Analysis of 50 Canadian Orchestras’ Finances and Attendance between 2004-05 and 2011-12

July 24, 201324 July 2013

Information about arts disciplines – dance, orchestras, documentaries

Article Link

Based on data from 50 members of Orchestras Canada, this report highlights changes in the situation of orchestras between 2004-05 and 2011-12, including revenues, expenses, surplus, performances, and attendance. All figures in the report are adjusted for inflation.

While overall revenues and expenses increased (by 13% and 12% respectively), the report notes that “the overall revenue mix for the 50 orchestras did not change between 2004-05 and 2011-12. All three key revenue sources represented the same percentage of total revenues in both years: 38% for earned revenues; 33% for government revenues; and 29% for private sector revenues”. A more detailed analysis of revenue sources shows that “fundraising from individuals has become an increasingly important component of orchestra revenues (41% increase between 2004-05 and 2011-12)”.

The report breaks the overall timeframe into two distinct periods. Between 2004-05 and 2008-09, total revenues increased strongly (by 18%). Between 2008-09 and 2011-12, however, total revenues decreased by 4%. This two-period trend – with increasing revenues early on, followed by revenue decreases – was also the case for the three main revenue groups (i.e., earned, government, and private sector revenues).

For the overall timeframe, operating revenue increases were fairly widespread, with 66% of orchestras experiencing an inflation-adjusted increase in revenues. As noted in the report, “once again, there were two distinct periods in the data. Between 2004-05 and 2008-09, 74% of orchestras experienced a real increase in revenues. Only 46% of the orchestras registered a real increase in revenues between 2008-09 and 2011-12.”

On a regional basis, the report notes that orchestras in all five regions of the country (British Columbia, Prairies, Ontario, Quebec, and the Atlantic Provinces) experienced a real increase in revenues, but the growth rates vary, with Atlantic orchestras achieving the highest revenue growth (27%). More than one-half of orchestras in all regions had an inflation-adjusted increase in revenues between 2004-05 and 2011-12. The key factors in revenue growth vary between the regions.

The collective accumulated deficit of 12.5% of operating revenues in 2004-05 was reduced to 8.9% of revenues in 2011-12. The yearly deficit picture was similar in 2004-05 (1.9% of revenues) and 2011-12 (1.5% of revenues). As noted in the report, “these were the two worst deficit years during the timeframe of this study”.

Between 2004-05 and 2011-12, total attendance and the number of performances both increased (by 10% and 17% respectively). When changes in revenues and expenses are compared with the number of performances, “there were relatively small decreases in almost all revenue and expense data per performance”. Compared with attendance growth, “there was no change or a very small increase in revenue and expense data per attendee”. The value of endowment funds increased from 56% of all 50 orchestras’ total revenues in 2004-05 to 86% of total revenues in 2011-12. The number of orchestras reporting an endowment fund increased from 28 in 2004-05 to 33 in 2011-12.

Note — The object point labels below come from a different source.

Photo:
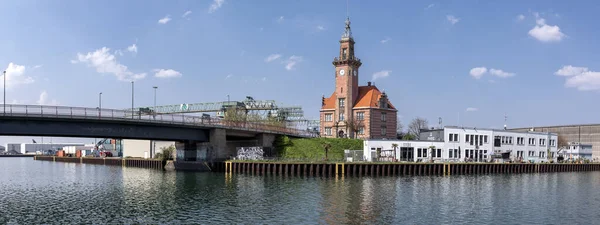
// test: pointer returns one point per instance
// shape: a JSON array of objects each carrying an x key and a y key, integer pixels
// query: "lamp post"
[
  {"x": 4, "y": 95},
  {"x": 132, "y": 110},
  {"x": 154, "y": 109},
  {"x": 100, "y": 104}
]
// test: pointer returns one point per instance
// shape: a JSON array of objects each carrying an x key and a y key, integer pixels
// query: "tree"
[
  {"x": 326, "y": 146},
  {"x": 394, "y": 146},
  {"x": 416, "y": 125}
]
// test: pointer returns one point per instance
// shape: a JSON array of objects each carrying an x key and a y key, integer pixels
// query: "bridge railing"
[{"x": 46, "y": 111}]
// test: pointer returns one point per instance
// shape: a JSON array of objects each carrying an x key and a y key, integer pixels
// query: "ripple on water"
[{"x": 34, "y": 192}]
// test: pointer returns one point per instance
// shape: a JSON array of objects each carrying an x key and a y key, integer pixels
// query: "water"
[{"x": 33, "y": 192}]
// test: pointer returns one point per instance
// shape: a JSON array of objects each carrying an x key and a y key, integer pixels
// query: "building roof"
[{"x": 368, "y": 96}]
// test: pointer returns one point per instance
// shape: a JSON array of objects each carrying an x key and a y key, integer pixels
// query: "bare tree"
[{"x": 416, "y": 125}]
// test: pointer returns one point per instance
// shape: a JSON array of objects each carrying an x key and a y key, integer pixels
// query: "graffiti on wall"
[{"x": 250, "y": 153}]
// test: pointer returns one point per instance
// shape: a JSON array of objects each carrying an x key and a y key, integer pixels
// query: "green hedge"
[{"x": 313, "y": 148}]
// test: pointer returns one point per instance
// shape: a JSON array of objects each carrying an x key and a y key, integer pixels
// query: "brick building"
[{"x": 355, "y": 111}]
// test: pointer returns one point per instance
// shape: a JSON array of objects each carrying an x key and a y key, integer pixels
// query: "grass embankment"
[{"x": 313, "y": 149}]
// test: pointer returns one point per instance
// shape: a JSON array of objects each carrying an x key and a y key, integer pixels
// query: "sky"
[{"x": 468, "y": 62}]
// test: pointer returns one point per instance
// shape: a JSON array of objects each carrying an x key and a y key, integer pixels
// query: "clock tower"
[{"x": 346, "y": 82}]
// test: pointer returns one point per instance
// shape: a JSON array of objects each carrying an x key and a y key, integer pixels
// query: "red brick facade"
[{"x": 366, "y": 112}]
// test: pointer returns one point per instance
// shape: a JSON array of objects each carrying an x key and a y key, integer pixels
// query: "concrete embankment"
[
  {"x": 400, "y": 169},
  {"x": 141, "y": 163}
]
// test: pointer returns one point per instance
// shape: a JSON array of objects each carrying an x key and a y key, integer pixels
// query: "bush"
[{"x": 314, "y": 148}]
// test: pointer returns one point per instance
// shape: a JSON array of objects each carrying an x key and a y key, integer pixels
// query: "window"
[
  {"x": 342, "y": 102},
  {"x": 360, "y": 116}
]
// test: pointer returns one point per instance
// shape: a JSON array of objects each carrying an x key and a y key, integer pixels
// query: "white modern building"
[
  {"x": 577, "y": 151},
  {"x": 462, "y": 144}
]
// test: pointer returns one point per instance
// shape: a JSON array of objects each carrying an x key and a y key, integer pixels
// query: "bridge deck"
[{"x": 96, "y": 114}]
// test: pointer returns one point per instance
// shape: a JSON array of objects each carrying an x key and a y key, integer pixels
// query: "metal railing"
[{"x": 67, "y": 112}]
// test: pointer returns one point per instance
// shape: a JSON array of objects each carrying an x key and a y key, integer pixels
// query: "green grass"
[{"x": 313, "y": 148}]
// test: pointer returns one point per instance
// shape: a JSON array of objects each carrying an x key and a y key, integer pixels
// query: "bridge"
[{"x": 198, "y": 137}]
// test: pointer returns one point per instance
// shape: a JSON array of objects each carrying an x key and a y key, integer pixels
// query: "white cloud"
[
  {"x": 500, "y": 73},
  {"x": 164, "y": 20},
  {"x": 43, "y": 100},
  {"x": 477, "y": 72},
  {"x": 15, "y": 76},
  {"x": 216, "y": 5},
  {"x": 132, "y": 48},
  {"x": 571, "y": 71},
  {"x": 544, "y": 32},
  {"x": 580, "y": 77},
  {"x": 272, "y": 57},
  {"x": 452, "y": 19},
  {"x": 104, "y": 62},
  {"x": 168, "y": 73},
  {"x": 292, "y": 62},
  {"x": 381, "y": 74}
]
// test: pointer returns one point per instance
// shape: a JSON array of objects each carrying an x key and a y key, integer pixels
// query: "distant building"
[
  {"x": 459, "y": 144},
  {"x": 355, "y": 111},
  {"x": 588, "y": 134},
  {"x": 577, "y": 151}
]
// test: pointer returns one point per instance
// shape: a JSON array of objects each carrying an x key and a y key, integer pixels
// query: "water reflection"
[{"x": 49, "y": 192}]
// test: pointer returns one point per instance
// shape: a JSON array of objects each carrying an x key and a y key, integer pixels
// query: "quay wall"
[
  {"x": 400, "y": 169},
  {"x": 126, "y": 162}
]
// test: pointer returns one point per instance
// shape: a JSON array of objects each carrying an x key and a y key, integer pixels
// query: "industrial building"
[
  {"x": 576, "y": 151},
  {"x": 588, "y": 134},
  {"x": 461, "y": 144}
]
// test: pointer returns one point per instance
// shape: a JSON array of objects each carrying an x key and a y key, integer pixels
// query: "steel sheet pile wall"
[{"x": 399, "y": 169}]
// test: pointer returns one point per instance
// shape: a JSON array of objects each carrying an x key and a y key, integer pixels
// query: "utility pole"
[
  {"x": 132, "y": 109},
  {"x": 154, "y": 109},
  {"x": 4, "y": 95},
  {"x": 100, "y": 104}
]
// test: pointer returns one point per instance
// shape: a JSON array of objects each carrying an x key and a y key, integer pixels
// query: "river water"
[{"x": 33, "y": 192}]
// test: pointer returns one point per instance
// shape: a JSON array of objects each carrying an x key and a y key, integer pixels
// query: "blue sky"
[{"x": 536, "y": 61}]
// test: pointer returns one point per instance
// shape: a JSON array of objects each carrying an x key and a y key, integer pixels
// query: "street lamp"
[
  {"x": 154, "y": 109},
  {"x": 100, "y": 104},
  {"x": 132, "y": 110},
  {"x": 4, "y": 95}
]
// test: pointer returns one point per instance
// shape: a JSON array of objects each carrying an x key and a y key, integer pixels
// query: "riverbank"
[
  {"x": 16, "y": 156},
  {"x": 399, "y": 169}
]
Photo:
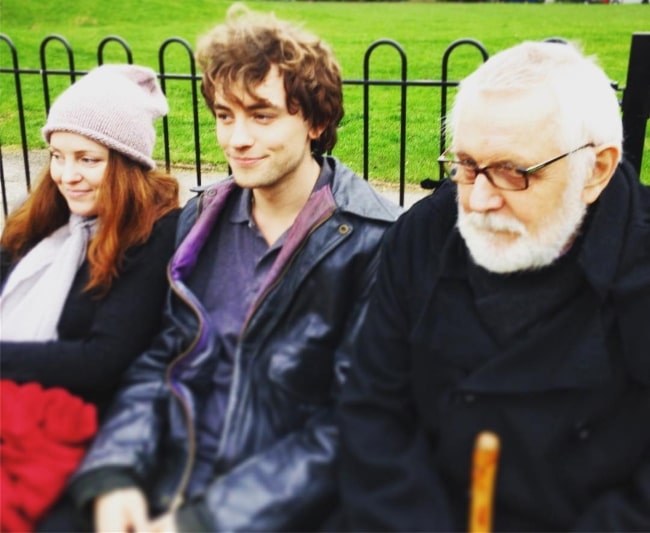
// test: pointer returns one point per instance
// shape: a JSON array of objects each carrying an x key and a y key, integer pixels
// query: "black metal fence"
[{"x": 635, "y": 97}]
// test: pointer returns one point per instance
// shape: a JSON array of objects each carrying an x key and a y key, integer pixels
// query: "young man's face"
[
  {"x": 508, "y": 231},
  {"x": 266, "y": 146}
]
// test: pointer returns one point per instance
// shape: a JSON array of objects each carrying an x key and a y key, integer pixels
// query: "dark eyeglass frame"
[{"x": 523, "y": 172}]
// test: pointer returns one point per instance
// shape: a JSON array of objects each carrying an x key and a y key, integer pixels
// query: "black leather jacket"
[{"x": 274, "y": 469}]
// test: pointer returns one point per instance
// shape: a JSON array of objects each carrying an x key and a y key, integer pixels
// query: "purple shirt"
[{"x": 233, "y": 266}]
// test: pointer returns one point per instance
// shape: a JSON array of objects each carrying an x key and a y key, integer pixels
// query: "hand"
[
  {"x": 163, "y": 524},
  {"x": 121, "y": 511}
]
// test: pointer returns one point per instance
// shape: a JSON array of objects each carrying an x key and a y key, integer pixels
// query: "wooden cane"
[{"x": 484, "y": 467}]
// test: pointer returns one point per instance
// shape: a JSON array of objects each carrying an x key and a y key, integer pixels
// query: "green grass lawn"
[{"x": 422, "y": 29}]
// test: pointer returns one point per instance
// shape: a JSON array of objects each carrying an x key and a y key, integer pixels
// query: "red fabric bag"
[{"x": 44, "y": 434}]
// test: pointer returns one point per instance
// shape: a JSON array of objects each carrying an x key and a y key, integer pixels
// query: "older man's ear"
[{"x": 607, "y": 158}]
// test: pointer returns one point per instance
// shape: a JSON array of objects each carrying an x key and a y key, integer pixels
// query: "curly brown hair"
[{"x": 242, "y": 51}]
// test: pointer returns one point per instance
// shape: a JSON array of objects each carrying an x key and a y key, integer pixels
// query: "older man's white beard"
[{"x": 499, "y": 253}]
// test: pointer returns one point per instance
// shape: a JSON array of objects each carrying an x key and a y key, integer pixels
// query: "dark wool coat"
[
  {"x": 99, "y": 338},
  {"x": 568, "y": 393}
]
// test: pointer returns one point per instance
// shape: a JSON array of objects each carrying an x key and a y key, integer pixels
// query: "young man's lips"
[{"x": 245, "y": 161}]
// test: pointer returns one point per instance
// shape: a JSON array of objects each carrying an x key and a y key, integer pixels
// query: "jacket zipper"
[{"x": 177, "y": 499}]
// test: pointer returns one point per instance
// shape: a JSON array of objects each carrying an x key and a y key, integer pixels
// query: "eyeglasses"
[{"x": 503, "y": 176}]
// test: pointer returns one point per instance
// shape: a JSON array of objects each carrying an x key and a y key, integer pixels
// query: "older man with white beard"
[{"x": 514, "y": 300}]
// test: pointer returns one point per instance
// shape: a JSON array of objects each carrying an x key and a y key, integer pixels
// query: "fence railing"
[{"x": 635, "y": 97}]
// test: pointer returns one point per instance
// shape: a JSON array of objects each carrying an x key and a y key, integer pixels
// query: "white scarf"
[{"x": 33, "y": 297}]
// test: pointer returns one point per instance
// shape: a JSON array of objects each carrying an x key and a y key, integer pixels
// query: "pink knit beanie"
[{"x": 114, "y": 105}]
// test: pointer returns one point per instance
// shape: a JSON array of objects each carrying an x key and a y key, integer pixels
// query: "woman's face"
[{"x": 77, "y": 166}]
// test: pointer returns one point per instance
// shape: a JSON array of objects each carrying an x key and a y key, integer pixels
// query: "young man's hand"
[
  {"x": 121, "y": 511},
  {"x": 163, "y": 524}
]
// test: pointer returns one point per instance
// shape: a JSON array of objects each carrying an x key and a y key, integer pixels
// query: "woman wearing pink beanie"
[{"x": 83, "y": 260}]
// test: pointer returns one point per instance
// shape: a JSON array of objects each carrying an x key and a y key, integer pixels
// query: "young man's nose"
[{"x": 240, "y": 134}]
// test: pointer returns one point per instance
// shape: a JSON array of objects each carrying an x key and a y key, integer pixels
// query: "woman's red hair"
[{"x": 130, "y": 200}]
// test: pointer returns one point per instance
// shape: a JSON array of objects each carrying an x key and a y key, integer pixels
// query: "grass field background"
[{"x": 422, "y": 29}]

The report also provides an analysis of changes by size of orchestra and by community size. While there was “substantial variation in the change in total revenues between different sizes of orchestras”, no simple pattern emerged from this analysis. Regarding community size, the data in the report indicate that orchestras in larger communities tended to fare better over time than their counterparts in less-populous areas.